Tune Swappiness Setting

An operating system starts swapping pages from RAM to disk when overall RAM usage hits a certain threshold. Swapping can impact GridGain cluster performance. You can adjust the operating system’s setting to prevent this from happening. For Unix, the best option is to either decrease the vm.swappiness parameter to 10, or set it to 0 if native persistence is enabled:

sysctl -w vm.swappiness=0

The value of this setting can prolong GC pauses as well. For instance, if your GC logs show low user time, high system time, long GC pause records, it might be caused by Java heap pages being swapped in and out. To address this, use the swappiness settings above.

Share RAM with OS and Apps

An individual machine’s RAM is shared among the operating system, GridGain, and other applications. As a general recommendation, if a GridGain cluster is deployed in pure in-memory mode (native persistence is disabled), then you should not allocate more than 90% of RAM capacity to GridGain nodes.

On the other hand, if native persistence is used, then the OS requires extra RAM for its page cache in order to optimally sync up data to disk. If the page cache is not disabled, then you should not give more than 70% of the server’s RAM to GridGain.

See an example configuration for more details.

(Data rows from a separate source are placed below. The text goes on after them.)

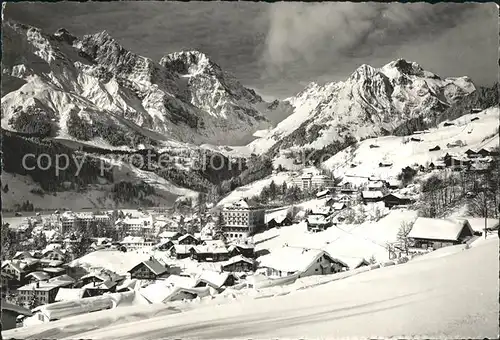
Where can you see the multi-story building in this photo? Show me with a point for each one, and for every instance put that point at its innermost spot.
(240, 220)
(41, 292)
(310, 181)
(69, 220)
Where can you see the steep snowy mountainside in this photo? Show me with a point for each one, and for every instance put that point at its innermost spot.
(371, 102)
(356, 165)
(94, 83)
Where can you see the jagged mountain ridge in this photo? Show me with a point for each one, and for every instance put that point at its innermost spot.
(371, 102)
(93, 83)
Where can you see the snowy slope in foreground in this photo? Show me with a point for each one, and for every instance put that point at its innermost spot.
(420, 298)
(477, 134)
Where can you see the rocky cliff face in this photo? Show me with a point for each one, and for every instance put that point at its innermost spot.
(90, 87)
(369, 103)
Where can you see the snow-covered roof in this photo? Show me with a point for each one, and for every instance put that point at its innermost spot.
(372, 194)
(15, 308)
(180, 281)
(156, 292)
(168, 234)
(291, 259)
(62, 278)
(322, 193)
(183, 237)
(22, 253)
(39, 276)
(154, 265)
(316, 219)
(438, 229)
(68, 294)
(214, 243)
(182, 248)
(237, 259)
(375, 184)
(338, 205)
(40, 286)
(132, 239)
(63, 309)
(212, 278)
(321, 210)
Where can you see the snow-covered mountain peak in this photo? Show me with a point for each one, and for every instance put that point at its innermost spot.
(190, 63)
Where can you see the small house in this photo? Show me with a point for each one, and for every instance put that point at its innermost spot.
(246, 250)
(188, 239)
(323, 193)
(238, 264)
(391, 200)
(288, 261)
(164, 245)
(437, 233)
(180, 252)
(215, 280)
(337, 206)
(371, 196)
(209, 253)
(71, 294)
(148, 270)
(10, 312)
(318, 222)
(37, 276)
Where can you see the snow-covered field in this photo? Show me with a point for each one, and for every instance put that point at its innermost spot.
(392, 150)
(348, 243)
(452, 296)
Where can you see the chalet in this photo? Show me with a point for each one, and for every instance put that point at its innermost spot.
(391, 200)
(148, 270)
(371, 196)
(215, 280)
(323, 193)
(303, 262)
(180, 252)
(394, 184)
(210, 254)
(15, 268)
(375, 185)
(54, 255)
(171, 235)
(10, 312)
(437, 233)
(188, 239)
(99, 288)
(37, 276)
(472, 154)
(337, 206)
(279, 221)
(39, 292)
(317, 223)
(71, 294)
(164, 245)
(22, 255)
(238, 264)
(246, 250)
(325, 211)
(62, 281)
(100, 276)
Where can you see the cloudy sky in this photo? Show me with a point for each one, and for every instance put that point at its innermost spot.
(279, 48)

In addition to that, because using native persistence might cause high page cache utilization, the kswapd daemon might not keep up with page reclamation, which is used by the page cache in the background. As a result, this can cause high latencies due to direct page reclamation and lead to long GC pauses.

To work around this effect, add extra bytes of free memory to be reserved by the kernel:

sysctl -w vm.min_free_kbytes=1240000

Advanced Memory Tuning

In Linux and Unix environments, it’s possible that an application can face long GC pauses or lower performance due to I/O or memory starvation due to kernel specific settings. This section provides some guidelines on how to modify kernel settings in order to overcome long GC pauses.

If GC logs show low user time, high system time, long GC pause then most likely memory constraints are triggering swapping or scanning of a free memory space.

  • Add -XX:+AlwaysPreTouch to JVM settings on startup.

  • Disable NUMA zone-reclaim optimization.

    sysctl -w vm.zone_reclaim_mode=0
  • Enable Transparent Huge Pages.

    THP can reduce memory management overhead in operating system, especially for large heaps and data regions. Make sure THP is properly configured:

    $ cat /sys/kernel/mm/transparent_hugepage/enabled
    [always] madvise never
    
    $ cat /sys/kernel/mm/transparent_hugepage/defrag
    always defer [defer+madvise] madvise never
    
    $ cat /sys/kernel/mm/transparent_hugepage/khugepaged/max_ptes_none
    0

Advanced I/O Tuning

If GC logs show low user time, low system time, long GC pause then GC threads might be spending too much time in the kernel space being blocked by various I/O activities. For instance, this can be caused by journal commits, gzip, or log roll over procedures.

As a solution, you can try changing the page flushing interval from the default 30 seconds to 5 seconds:

sysctl -w vm.dirty_expire_centisecs=500
sysctl -w vm.dirty_writeback_centisecs=100

Clock tuning

GridGain relies on loosely synchronized clock. It’s very important to set up a source of time synchronization between cluster nodes, like chrony.